The law still lacks the political legitimacy to survive in the long term. And in a bid to increase that legitimacy, the administration has set two very dangerous precedents: It has convinced voters that no unpopular provisions should ever be allowed to take effect, and it has asserted an executive right to rewrite the law, which Republicans can just as easily use to unravel this tangled web altogether.
Many of the commentators I’ve read seem to think that the worst is over, as far as unpopular surprises. In fact, the worst is yet to come. Here’s what’s ahead:
· 2014: Small-business policy cancellations. This year, the small-business market is going to get hit with the policy cancellations that roiled the individual market last year. Some firms will get better deals, but others will find that their coverage is being canceled in favor of more expensive policies that don’t cover as many of the doctors or procedures that they want. This is going to be a rolling problem throughout the year.
· Summer 2014: Insurers get a sizable chunk of money from the government to cover any excess losses. When the costs are published, this is going to be wildly unpopular: The administration has spent three years saying that Obamacare was the antidote to abuses by Big, Bad Insurance Companies, and suddenly it’s a mechanism to funnel taxpayer money to them?
· Fall 2014: New premiums are announced.
· 2014 and onward: Medicare reimbursement cuts eat into hospital margins, triggering a lot of lobbying and sad ads about how Beloved Local Hospital may have to close.
· Spring 2015: The Internal Revenue Service starts collecting individual mandate penalties: 1 percent of income in the first year. That’s going to be a nasty shock to folks who thought the penalty was just $95. I, like many other analysts, expect the administration to announce a temporary delay sometime after April 1, 2014.
· Spring 2015: The IRS demands that people whose income was higher than they projected pay back their excess subsidies. This could be thousands of dollars.
· Spring 2015: Cuts to Medicare Advantage, which the administration punted on in 2013, are scheduled to go into effect. This will reduce benefits currently enjoyed by millions of seniors, which is why they didn’t let them go into effect this year.

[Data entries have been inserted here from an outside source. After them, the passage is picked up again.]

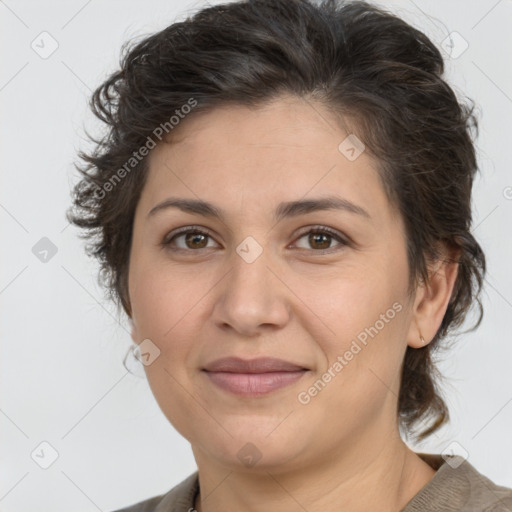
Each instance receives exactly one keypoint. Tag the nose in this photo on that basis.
(252, 297)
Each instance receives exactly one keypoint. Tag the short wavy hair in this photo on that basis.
(382, 76)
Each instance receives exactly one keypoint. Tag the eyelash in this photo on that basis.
(171, 237)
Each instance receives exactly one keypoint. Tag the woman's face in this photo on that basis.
(257, 284)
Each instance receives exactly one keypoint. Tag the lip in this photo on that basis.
(258, 365)
(254, 377)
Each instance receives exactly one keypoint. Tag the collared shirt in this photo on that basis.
(456, 487)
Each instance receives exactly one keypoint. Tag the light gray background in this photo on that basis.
(62, 378)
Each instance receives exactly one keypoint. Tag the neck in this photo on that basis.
(361, 480)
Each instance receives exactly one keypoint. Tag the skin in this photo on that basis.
(341, 451)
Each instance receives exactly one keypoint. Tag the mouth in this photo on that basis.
(254, 377)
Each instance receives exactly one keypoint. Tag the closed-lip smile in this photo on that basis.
(253, 377)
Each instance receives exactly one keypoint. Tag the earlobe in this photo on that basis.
(432, 300)
(133, 330)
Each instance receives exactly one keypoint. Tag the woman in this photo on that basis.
(283, 210)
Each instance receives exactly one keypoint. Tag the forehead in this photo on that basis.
(281, 151)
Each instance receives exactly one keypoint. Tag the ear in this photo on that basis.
(432, 298)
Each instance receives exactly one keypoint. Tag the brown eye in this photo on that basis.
(320, 239)
(187, 239)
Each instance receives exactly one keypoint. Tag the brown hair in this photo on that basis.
(381, 75)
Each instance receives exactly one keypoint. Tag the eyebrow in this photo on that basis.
(285, 209)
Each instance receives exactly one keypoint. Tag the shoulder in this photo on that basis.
(460, 485)
(179, 498)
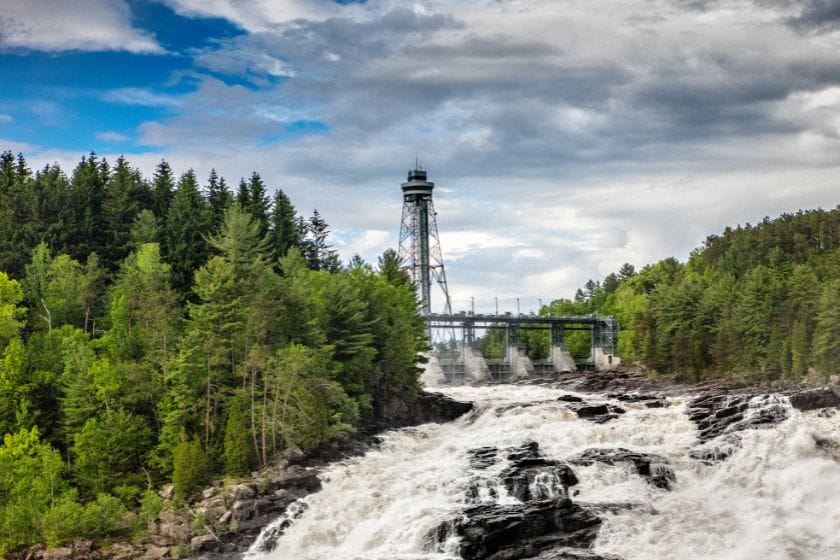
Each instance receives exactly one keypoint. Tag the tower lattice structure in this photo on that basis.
(419, 240)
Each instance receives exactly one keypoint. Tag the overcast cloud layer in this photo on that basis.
(565, 138)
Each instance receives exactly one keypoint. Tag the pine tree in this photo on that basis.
(393, 269)
(626, 272)
(219, 198)
(316, 250)
(190, 469)
(87, 197)
(237, 445)
(827, 333)
(258, 202)
(120, 208)
(284, 232)
(163, 187)
(184, 246)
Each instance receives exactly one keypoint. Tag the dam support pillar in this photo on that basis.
(559, 354)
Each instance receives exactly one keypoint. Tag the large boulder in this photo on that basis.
(654, 469)
(724, 414)
(814, 399)
(598, 413)
(510, 532)
(531, 476)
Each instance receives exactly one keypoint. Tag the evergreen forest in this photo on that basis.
(757, 301)
(158, 329)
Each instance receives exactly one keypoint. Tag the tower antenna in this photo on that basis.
(419, 240)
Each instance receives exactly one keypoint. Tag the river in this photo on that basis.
(775, 498)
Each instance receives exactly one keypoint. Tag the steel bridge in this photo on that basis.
(461, 358)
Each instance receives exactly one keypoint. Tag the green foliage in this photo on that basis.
(30, 483)
(757, 300)
(150, 310)
(190, 468)
(109, 452)
(237, 444)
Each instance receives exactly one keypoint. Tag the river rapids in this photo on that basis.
(776, 497)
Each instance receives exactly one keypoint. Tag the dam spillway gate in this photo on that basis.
(464, 342)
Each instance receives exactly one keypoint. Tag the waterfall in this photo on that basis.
(772, 498)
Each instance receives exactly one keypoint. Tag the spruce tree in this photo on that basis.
(219, 198)
(184, 246)
(163, 187)
(284, 232)
(258, 202)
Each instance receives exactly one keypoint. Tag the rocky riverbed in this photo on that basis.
(511, 501)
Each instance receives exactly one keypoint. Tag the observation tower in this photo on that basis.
(420, 242)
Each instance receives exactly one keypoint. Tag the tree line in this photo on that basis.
(760, 301)
(152, 331)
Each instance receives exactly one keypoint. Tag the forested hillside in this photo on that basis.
(760, 300)
(152, 329)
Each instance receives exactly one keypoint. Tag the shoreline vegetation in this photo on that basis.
(156, 331)
(153, 332)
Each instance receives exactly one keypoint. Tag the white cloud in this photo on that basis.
(261, 15)
(564, 138)
(87, 25)
(139, 96)
(110, 136)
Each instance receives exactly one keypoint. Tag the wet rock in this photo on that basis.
(156, 553)
(167, 492)
(598, 413)
(531, 476)
(716, 450)
(718, 414)
(573, 554)
(120, 551)
(814, 399)
(395, 411)
(293, 456)
(58, 553)
(242, 491)
(830, 447)
(483, 457)
(298, 478)
(225, 518)
(204, 543)
(518, 531)
(653, 468)
(174, 527)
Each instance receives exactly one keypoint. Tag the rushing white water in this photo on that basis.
(775, 498)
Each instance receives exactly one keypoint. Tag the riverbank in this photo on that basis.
(226, 517)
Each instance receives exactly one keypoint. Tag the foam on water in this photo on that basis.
(774, 498)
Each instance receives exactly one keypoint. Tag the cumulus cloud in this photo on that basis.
(86, 25)
(817, 16)
(565, 138)
(111, 136)
(139, 96)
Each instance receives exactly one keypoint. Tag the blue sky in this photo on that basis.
(565, 138)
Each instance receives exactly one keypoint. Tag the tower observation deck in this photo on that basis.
(456, 338)
(420, 242)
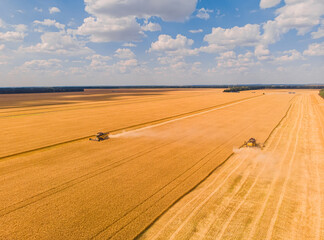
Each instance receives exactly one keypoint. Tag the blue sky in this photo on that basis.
(169, 42)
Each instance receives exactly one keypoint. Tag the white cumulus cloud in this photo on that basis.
(53, 10)
(301, 15)
(113, 20)
(58, 43)
(50, 23)
(248, 35)
(167, 43)
(196, 31)
(124, 53)
(269, 3)
(315, 49)
(204, 13)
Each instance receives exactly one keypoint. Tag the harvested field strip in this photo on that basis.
(71, 183)
(116, 188)
(157, 122)
(203, 202)
(65, 108)
(284, 202)
(176, 186)
(269, 192)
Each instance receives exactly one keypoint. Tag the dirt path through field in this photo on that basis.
(114, 189)
(276, 193)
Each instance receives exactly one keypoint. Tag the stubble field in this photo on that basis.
(168, 161)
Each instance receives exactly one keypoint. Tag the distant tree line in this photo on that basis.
(229, 88)
(256, 87)
(40, 90)
(322, 93)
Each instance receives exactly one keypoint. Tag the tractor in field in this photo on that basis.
(252, 143)
(100, 136)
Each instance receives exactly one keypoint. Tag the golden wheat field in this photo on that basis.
(172, 169)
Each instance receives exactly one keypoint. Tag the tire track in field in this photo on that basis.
(156, 235)
(75, 181)
(225, 226)
(271, 189)
(91, 106)
(272, 132)
(196, 209)
(318, 176)
(167, 193)
(140, 126)
(276, 213)
(95, 173)
(173, 188)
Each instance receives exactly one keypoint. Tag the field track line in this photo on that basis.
(206, 199)
(72, 182)
(95, 173)
(200, 160)
(318, 175)
(87, 106)
(197, 208)
(156, 235)
(225, 226)
(256, 220)
(275, 131)
(276, 213)
(140, 126)
(185, 194)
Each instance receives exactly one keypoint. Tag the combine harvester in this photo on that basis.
(252, 143)
(100, 136)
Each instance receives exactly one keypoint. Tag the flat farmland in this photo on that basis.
(276, 193)
(166, 148)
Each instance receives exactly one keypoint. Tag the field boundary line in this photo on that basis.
(173, 188)
(77, 180)
(283, 190)
(256, 220)
(156, 235)
(85, 106)
(138, 127)
(196, 186)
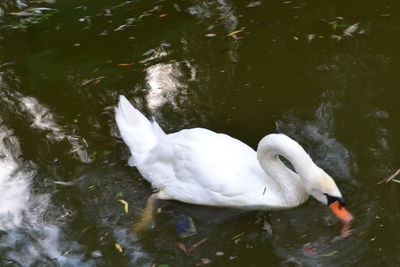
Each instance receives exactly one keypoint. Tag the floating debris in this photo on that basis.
(65, 183)
(237, 236)
(33, 12)
(310, 251)
(329, 254)
(267, 227)
(182, 247)
(311, 37)
(235, 32)
(124, 64)
(118, 247)
(206, 261)
(185, 226)
(390, 178)
(253, 4)
(93, 81)
(210, 35)
(96, 254)
(196, 245)
(350, 30)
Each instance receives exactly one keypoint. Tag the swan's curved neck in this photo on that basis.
(291, 183)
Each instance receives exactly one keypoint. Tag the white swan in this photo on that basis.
(202, 167)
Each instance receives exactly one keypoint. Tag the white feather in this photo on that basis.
(199, 166)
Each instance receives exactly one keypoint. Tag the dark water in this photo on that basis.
(291, 69)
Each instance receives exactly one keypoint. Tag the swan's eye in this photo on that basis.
(332, 199)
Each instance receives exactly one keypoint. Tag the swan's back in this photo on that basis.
(202, 167)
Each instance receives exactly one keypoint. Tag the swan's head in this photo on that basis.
(323, 188)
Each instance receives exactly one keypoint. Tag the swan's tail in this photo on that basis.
(136, 130)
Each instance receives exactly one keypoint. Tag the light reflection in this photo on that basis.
(26, 238)
(164, 85)
(43, 119)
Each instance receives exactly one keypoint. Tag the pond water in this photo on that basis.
(324, 73)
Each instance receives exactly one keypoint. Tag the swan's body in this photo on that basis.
(202, 167)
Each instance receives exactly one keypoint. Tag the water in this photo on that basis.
(291, 69)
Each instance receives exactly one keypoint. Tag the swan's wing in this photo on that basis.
(202, 167)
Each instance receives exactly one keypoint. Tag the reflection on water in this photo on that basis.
(31, 239)
(63, 167)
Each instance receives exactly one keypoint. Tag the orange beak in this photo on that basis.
(341, 212)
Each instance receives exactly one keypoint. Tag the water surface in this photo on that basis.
(292, 66)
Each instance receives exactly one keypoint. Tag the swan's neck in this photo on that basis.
(290, 184)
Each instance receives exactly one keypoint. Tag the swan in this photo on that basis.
(199, 166)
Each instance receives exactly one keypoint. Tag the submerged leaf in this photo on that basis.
(118, 247)
(235, 32)
(126, 205)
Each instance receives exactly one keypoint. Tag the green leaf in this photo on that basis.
(330, 253)
(106, 152)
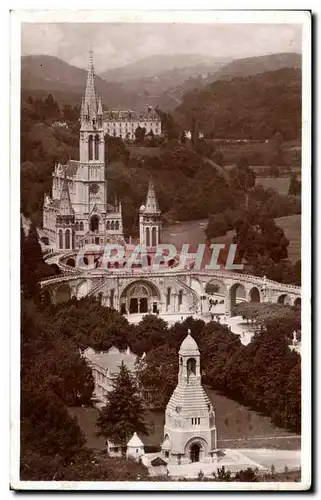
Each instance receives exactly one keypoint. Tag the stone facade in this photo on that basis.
(189, 431)
(124, 123)
(77, 213)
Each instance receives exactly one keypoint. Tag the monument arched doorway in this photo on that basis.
(140, 297)
(94, 223)
(237, 295)
(254, 295)
(195, 451)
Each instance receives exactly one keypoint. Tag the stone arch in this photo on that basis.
(83, 289)
(197, 286)
(215, 287)
(154, 237)
(62, 293)
(94, 223)
(55, 267)
(237, 294)
(191, 366)
(140, 296)
(61, 239)
(297, 302)
(196, 441)
(147, 237)
(284, 299)
(254, 295)
(67, 239)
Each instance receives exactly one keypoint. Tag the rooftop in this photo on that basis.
(189, 345)
(112, 359)
(128, 115)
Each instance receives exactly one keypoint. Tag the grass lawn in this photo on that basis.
(237, 427)
(279, 184)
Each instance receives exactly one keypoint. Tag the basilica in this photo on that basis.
(78, 211)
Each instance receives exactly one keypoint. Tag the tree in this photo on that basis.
(123, 413)
(295, 186)
(157, 375)
(242, 176)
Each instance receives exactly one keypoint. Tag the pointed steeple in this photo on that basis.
(151, 199)
(91, 106)
(65, 206)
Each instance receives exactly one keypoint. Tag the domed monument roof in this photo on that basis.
(135, 441)
(189, 346)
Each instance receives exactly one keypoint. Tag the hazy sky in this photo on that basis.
(117, 44)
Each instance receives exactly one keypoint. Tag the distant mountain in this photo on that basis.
(237, 68)
(153, 66)
(256, 106)
(42, 74)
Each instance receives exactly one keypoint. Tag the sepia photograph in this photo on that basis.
(161, 176)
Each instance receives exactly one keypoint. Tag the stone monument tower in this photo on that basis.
(189, 431)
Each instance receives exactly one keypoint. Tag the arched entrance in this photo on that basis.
(284, 299)
(255, 295)
(94, 223)
(195, 452)
(237, 294)
(297, 302)
(62, 293)
(140, 297)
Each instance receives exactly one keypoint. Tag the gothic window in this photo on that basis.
(154, 237)
(94, 223)
(147, 237)
(168, 297)
(111, 298)
(61, 242)
(67, 239)
(191, 366)
(90, 148)
(96, 147)
(93, 188)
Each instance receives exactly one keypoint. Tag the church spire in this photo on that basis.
(65, 206)
(151, 199)
(91, 106)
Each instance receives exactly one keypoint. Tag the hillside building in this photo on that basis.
(124, 123)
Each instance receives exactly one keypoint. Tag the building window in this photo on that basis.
(90, 148)
(61, 243)
(168, 297)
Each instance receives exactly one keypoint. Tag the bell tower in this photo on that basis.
(150, 222)
(189, 430)
(92, 146)
(92, 143)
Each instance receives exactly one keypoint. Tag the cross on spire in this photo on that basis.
(91, 104)
(151, 199)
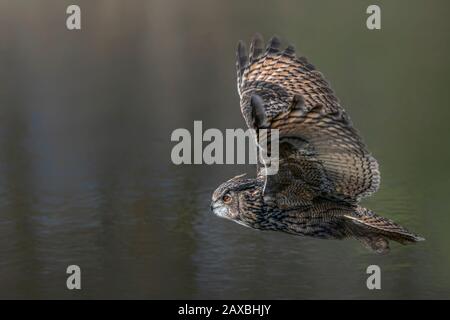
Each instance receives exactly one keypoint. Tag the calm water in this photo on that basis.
(85, 170)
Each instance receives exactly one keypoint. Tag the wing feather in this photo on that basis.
(321, 154)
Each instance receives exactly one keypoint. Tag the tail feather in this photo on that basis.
(374, 231)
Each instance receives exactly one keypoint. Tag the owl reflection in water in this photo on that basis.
(325, 168)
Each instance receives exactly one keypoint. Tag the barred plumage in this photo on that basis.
(324, 166)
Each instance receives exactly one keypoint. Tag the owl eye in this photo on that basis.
(226, 198)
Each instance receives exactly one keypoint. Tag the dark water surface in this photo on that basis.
(85, 171)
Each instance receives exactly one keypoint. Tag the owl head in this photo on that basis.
(231, 199)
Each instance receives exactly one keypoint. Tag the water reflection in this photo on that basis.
(85, 171)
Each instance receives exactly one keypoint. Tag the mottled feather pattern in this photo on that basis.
(324, 166)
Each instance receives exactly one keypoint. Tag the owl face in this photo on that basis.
(228, 201)
(225, 203)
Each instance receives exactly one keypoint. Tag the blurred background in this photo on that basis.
(85, 171)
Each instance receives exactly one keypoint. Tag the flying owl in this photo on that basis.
(325, 168)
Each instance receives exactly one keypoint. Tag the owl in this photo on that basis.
(325, 168)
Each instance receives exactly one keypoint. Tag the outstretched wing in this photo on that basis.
(320, 153)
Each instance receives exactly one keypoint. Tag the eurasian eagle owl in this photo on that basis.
(324, 166)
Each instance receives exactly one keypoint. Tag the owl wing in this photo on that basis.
(320, 153)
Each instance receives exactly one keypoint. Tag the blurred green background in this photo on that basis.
(85, 170)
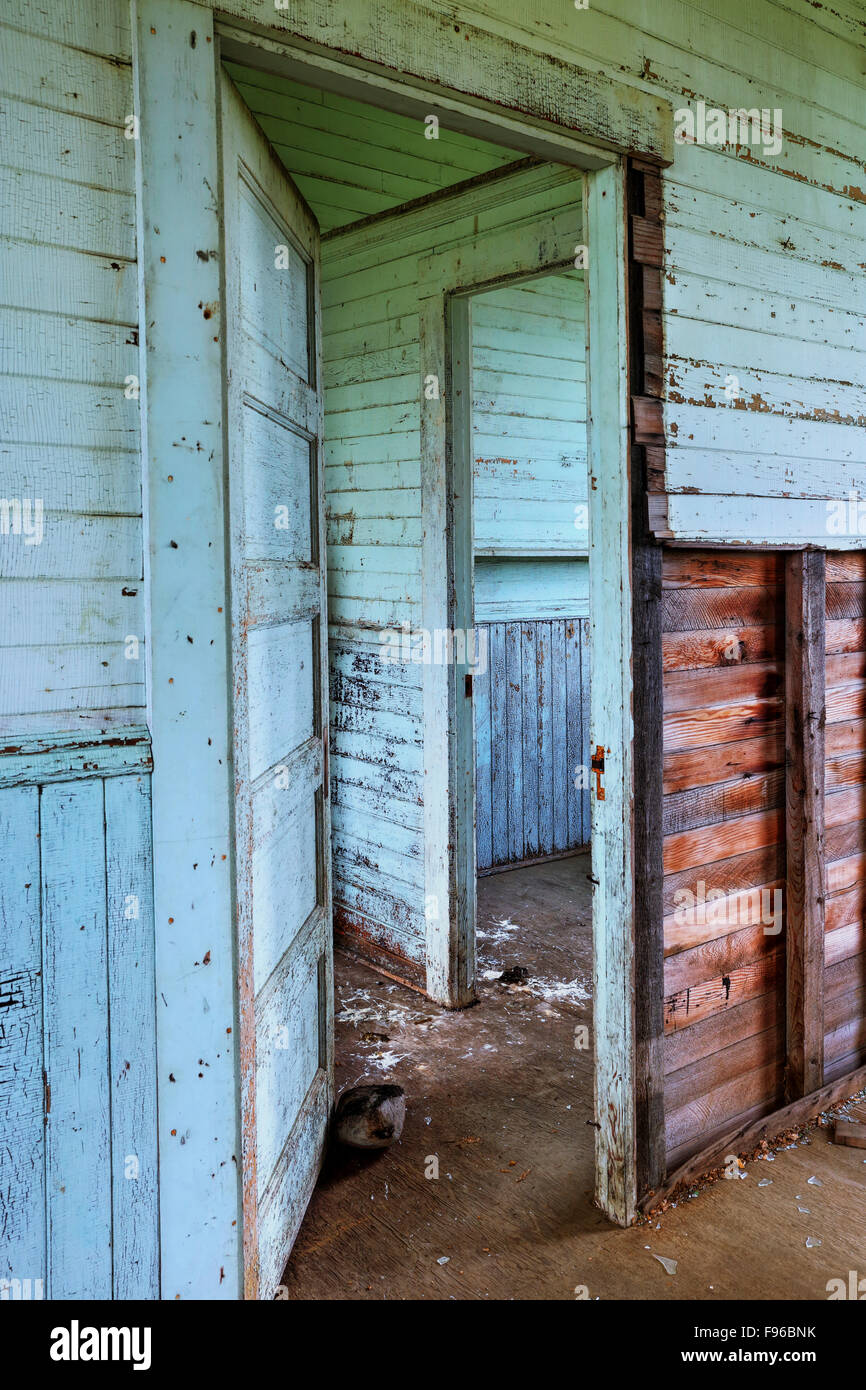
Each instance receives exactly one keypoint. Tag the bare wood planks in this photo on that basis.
(844, 767)
(645, 341)
(724, 841)
(805, 602)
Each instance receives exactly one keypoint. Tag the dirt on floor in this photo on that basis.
(488, 1194)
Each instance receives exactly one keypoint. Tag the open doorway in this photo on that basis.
(452, 359)
(531, 617)
(377, 427)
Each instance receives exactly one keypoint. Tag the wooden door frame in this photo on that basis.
(177, 49)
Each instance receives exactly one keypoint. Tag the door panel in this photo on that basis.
(521, 815)
(280, 690)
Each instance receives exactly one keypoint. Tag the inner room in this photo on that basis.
(520, 653)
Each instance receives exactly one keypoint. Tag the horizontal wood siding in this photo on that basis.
(845, 816)
(352, 160)
(530, 419)
(373, 484)
(78, 1162)
(724, 855)
(531, 588)
(71, 595)
(531, 701)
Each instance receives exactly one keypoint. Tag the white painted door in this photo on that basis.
(274, 419)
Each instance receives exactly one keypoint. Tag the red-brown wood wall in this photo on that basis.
(845, 816)
(724, 829)
(724, 836)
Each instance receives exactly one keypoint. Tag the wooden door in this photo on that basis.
(274, 420)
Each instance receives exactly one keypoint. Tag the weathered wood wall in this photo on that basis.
(530, 419)
(373, 417)
(530, 512)
(763, 250)
(844, 816)
(352, 160)
(724, 843)
(78, 1159)
(71, 601)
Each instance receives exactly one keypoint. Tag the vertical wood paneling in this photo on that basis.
(562, 774)
(531, 722)
(499, 742)
(132, 1037)
(70, 435)
(545, 736)
(78, 1161)
(484, 823)
(77, 1058)
(845, 815)
(805, 886)
(530, 741)
(22, 1225)
(513, 701)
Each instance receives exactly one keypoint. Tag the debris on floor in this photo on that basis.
(851, 1129)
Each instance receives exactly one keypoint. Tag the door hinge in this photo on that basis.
(598, 767)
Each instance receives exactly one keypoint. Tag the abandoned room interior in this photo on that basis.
(434, 652)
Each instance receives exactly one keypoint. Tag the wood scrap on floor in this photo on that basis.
(851, 1129)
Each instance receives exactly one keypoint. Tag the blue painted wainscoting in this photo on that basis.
(531, 737)
(78, 1134)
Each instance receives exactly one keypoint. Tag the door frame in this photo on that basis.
(178, 46)
(446, 509)
(448, 284)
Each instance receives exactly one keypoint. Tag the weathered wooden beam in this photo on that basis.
(648, 843)
(851, 1133)
(805, 599)
(645, 366)
(610, 598)
(748, 1136)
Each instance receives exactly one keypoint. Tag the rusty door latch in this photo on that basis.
(598, 767)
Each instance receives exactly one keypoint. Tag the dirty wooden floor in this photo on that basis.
(502, 1098)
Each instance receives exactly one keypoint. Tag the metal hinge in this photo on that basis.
(598, 767)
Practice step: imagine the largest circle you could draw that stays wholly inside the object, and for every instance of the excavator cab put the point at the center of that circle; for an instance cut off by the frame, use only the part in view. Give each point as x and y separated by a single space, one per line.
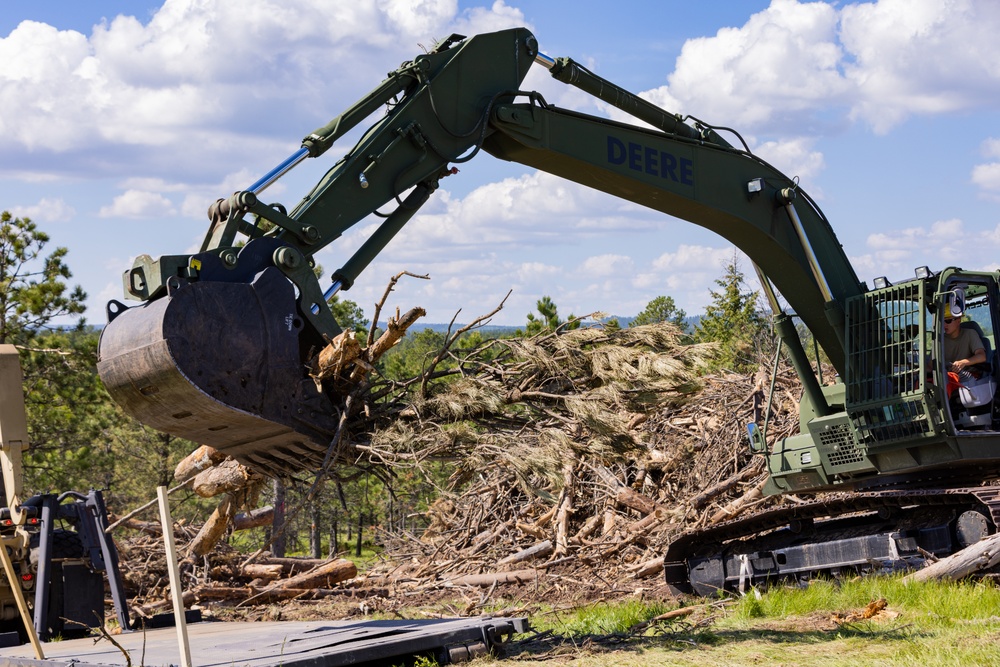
972 393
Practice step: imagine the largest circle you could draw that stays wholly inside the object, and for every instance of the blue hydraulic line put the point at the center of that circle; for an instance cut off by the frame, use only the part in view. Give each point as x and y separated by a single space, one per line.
279 171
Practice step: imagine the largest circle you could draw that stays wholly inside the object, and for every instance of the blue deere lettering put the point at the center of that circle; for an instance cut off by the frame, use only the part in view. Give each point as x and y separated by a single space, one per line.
650 160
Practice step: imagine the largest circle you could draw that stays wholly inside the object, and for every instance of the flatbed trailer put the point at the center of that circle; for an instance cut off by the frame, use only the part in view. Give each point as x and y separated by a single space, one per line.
284 643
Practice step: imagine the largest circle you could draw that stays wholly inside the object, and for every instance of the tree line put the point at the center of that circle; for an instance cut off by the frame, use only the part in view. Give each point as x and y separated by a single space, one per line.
80 439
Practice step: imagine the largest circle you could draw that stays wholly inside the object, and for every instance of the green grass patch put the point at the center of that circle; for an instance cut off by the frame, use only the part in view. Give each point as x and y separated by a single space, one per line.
935 623
937 603
601 618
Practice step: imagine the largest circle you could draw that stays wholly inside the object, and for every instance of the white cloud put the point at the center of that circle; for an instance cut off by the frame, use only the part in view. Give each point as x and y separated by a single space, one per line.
46 210
603 266
798 66
784 60
895 253
920 56
138 204
987 175
199 83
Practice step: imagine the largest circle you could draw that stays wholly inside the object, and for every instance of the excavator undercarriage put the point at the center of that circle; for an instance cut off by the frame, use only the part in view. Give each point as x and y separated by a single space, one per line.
840 533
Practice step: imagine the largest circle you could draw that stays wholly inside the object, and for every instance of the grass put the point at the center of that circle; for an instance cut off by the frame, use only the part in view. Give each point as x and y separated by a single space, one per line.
939 624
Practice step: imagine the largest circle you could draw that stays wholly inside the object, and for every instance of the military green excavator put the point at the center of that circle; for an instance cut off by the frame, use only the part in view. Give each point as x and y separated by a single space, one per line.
216 349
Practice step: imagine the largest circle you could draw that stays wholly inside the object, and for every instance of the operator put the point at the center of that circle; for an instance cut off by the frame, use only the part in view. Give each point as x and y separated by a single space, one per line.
962 347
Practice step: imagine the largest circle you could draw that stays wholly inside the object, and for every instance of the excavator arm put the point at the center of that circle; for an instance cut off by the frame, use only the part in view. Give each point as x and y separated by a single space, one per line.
217 350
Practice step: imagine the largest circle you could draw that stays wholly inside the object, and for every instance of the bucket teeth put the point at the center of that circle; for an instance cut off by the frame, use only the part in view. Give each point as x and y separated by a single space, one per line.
220 364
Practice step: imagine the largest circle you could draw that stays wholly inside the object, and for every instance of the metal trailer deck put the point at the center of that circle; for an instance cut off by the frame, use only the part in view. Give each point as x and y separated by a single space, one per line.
282 644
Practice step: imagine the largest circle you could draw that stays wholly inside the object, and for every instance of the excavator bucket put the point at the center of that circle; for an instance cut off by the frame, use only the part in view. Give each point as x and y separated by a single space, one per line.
220 364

· Fall 2015: This is when expert Bob Laszewski says insurers will begin exiting the market if the exchange policies aren’t profitable.
· Fall 2017: Companies and unions start learning whether their plans will get hit by the “Cadillac tax,” a stiff excise tax on expensive policies that will hit plans with generous benefits or an older and sicker employee base. Expect a lot of companies and unions to radically decrease benefits and increase cost-sharing as a result.
· January 2018: The temporary risk-adjustment plans, which the administration is relying on to keep insurers in the marketplaces even if their customer pool is older and sicker than projected, run out. Now if insurers take losses, they just lose the money.
· Fall 2018: Buyers find out that subsidy growth is capped for next year’s premiums; instead of simply being pegged to the price of the second-cheapest silver plan, whatever that cost is, their growth is fixed. This will show up in higher premiums for families — and, potentially, in an adverse-selection death spiral.
Each of these is likely to trigger either public outcry or providers leaving the market (leading to public outcry). Policy analysts can say that this is unfortunate but necessary — that you can’t make an omelet without breaking eggs. Fair enough, but the administration has been manifestly unwilling to tell the eggs that. Instead, it’s emergency administrative fixes for everyone. And we sure can’t count on Republicans to save Obamacare by tackling the egg lobby.